Reason #2: The number of data brokers is growing exponentially AI makes it easier than ever to collect and aggregate personal data. Every year, hundreds of new data brokers appear. Manual removal is a battle you cannot win.
Reason #3: The cost is far lower than potential damage A few dollars a month for a data removal service is far cheaper than a single identity theft incident (average loss of $1,200 per person in the US, not counting time and mental toll).
Reason #4: User awareness is rising Documentaries like “The Social Dilemma”, “The Great Hack”, and major data breaches (Equifax, Facebook-Cambridge Analytica) have woken up users worldwide. More people than ever are willing to pay to protect their data.
How MyDataRemoval Works
These services follow a simple process:
- You sign up and provide basic info (name, email, phone number, address).
- The system automatically scans hundreds of data brokers for your data.
- For each site found, the system automatically sends an opt-out request on your behalf.
- The system monitors status and re-sends requests if your data reappears.
- You receive periodic reports on how many data brokers have been removed.

Automated process: scan, detect, and request data removal from data brokers - repeated periodically to ensure data does not reappear
When NOT to use a data removal service
- If you have absolutely no digital footprint on the internet (very rare).
- If you only care about spam emails - a strong email filter (like ProtonMail) may be sufficient.

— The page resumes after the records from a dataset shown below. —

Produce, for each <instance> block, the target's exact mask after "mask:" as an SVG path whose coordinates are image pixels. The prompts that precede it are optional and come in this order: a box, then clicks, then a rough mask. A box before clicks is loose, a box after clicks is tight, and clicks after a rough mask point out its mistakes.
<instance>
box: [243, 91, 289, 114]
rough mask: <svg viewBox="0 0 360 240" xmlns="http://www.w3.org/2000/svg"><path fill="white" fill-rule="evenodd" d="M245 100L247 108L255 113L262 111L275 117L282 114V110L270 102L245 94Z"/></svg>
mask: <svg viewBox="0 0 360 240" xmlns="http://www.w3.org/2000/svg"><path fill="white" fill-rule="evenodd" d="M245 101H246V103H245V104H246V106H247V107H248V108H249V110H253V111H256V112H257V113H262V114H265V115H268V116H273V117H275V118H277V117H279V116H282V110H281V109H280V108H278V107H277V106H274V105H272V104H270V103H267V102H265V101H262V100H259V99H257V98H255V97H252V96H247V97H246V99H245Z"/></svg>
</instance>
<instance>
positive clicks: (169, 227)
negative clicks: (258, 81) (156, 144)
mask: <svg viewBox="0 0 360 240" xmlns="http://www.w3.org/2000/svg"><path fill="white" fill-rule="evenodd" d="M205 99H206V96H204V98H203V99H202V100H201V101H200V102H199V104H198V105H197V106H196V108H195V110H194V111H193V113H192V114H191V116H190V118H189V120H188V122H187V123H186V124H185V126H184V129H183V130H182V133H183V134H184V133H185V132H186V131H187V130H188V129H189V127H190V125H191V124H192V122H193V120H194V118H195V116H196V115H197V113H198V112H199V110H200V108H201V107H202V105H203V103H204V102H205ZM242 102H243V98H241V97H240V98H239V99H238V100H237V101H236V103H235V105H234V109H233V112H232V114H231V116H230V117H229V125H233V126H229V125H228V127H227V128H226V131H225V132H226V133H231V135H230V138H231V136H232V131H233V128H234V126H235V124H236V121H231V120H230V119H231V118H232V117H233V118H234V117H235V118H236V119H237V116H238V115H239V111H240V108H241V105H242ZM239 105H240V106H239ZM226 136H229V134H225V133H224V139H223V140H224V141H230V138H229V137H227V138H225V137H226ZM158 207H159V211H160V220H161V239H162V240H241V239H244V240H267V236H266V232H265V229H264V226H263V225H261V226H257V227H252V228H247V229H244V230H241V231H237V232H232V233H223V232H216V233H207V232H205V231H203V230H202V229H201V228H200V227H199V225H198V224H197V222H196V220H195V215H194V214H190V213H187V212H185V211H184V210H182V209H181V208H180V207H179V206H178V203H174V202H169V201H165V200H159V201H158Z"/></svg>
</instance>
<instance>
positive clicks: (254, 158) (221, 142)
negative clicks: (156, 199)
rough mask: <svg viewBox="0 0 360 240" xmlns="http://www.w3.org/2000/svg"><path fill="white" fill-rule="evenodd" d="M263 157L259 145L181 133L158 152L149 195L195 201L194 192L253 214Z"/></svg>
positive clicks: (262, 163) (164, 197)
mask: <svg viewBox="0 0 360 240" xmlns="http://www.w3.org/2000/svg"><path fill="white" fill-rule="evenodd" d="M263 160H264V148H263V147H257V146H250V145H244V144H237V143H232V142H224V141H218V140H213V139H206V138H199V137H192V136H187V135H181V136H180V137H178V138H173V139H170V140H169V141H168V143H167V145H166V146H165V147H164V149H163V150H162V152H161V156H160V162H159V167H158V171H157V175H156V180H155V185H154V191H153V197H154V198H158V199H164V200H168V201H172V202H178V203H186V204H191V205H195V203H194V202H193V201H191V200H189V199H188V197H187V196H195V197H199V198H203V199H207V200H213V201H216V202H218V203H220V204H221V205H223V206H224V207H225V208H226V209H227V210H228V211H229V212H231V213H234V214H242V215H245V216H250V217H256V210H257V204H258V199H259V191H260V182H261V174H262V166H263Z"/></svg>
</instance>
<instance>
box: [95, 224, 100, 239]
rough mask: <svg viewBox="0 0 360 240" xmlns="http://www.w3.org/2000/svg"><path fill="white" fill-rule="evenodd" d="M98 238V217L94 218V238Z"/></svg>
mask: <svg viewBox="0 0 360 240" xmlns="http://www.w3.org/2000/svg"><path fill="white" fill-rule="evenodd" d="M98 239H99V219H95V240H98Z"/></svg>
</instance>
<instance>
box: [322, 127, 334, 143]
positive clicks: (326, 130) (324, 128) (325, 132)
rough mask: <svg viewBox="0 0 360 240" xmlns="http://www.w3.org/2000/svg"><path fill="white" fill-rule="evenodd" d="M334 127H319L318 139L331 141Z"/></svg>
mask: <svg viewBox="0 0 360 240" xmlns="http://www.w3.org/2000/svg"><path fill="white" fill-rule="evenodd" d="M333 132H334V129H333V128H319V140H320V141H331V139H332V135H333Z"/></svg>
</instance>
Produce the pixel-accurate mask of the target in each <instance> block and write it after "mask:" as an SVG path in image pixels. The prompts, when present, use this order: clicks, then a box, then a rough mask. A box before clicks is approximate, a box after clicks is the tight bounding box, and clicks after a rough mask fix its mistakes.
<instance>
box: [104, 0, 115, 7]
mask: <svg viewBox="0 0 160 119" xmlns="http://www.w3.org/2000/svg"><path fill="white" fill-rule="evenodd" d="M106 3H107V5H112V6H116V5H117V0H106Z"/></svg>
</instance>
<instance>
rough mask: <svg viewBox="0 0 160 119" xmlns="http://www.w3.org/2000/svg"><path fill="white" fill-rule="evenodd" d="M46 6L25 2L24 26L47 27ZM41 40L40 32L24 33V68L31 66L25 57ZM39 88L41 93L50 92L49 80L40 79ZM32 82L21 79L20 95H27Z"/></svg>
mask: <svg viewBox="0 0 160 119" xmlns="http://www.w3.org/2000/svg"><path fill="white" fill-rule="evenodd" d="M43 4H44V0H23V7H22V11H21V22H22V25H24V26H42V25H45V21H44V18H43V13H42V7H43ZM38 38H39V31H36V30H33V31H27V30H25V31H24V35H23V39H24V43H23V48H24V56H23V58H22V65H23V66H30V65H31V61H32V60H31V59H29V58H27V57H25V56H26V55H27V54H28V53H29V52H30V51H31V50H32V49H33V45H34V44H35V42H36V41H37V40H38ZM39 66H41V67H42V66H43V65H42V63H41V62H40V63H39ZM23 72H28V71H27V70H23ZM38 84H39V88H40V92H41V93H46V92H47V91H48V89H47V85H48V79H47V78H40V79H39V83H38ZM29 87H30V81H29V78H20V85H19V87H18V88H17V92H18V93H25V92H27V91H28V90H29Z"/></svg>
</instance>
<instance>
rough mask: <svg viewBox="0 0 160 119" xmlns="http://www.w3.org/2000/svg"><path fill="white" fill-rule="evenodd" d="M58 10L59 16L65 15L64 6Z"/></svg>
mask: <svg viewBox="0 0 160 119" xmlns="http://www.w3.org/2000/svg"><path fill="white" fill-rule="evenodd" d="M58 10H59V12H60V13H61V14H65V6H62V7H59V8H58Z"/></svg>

- If you live in a country with no active data brokers (very few, but they exist).
The Battle for Privacy Has Only Just Begun
Spam calls, junk emails, data brokers - these are not problems that will disappear on their own. As the world becomes more digital, your personal data becomes more valuable - and more hunted.
Three things you can do RIGHT NOW:
- Search for yourself on Google - type your name + phone number, see how many sites display your information.
- Choose a method - manual removal (free but time-consuming) or an automated tool.
- Be proactive about new data - think twice before giving your phone number or email to any website.
The world is moving toward privacy protection - Apple with App Tracking Transparency, Google with Privacy Sandbox, Europe with GDPR. But nobody can protect your data better than you.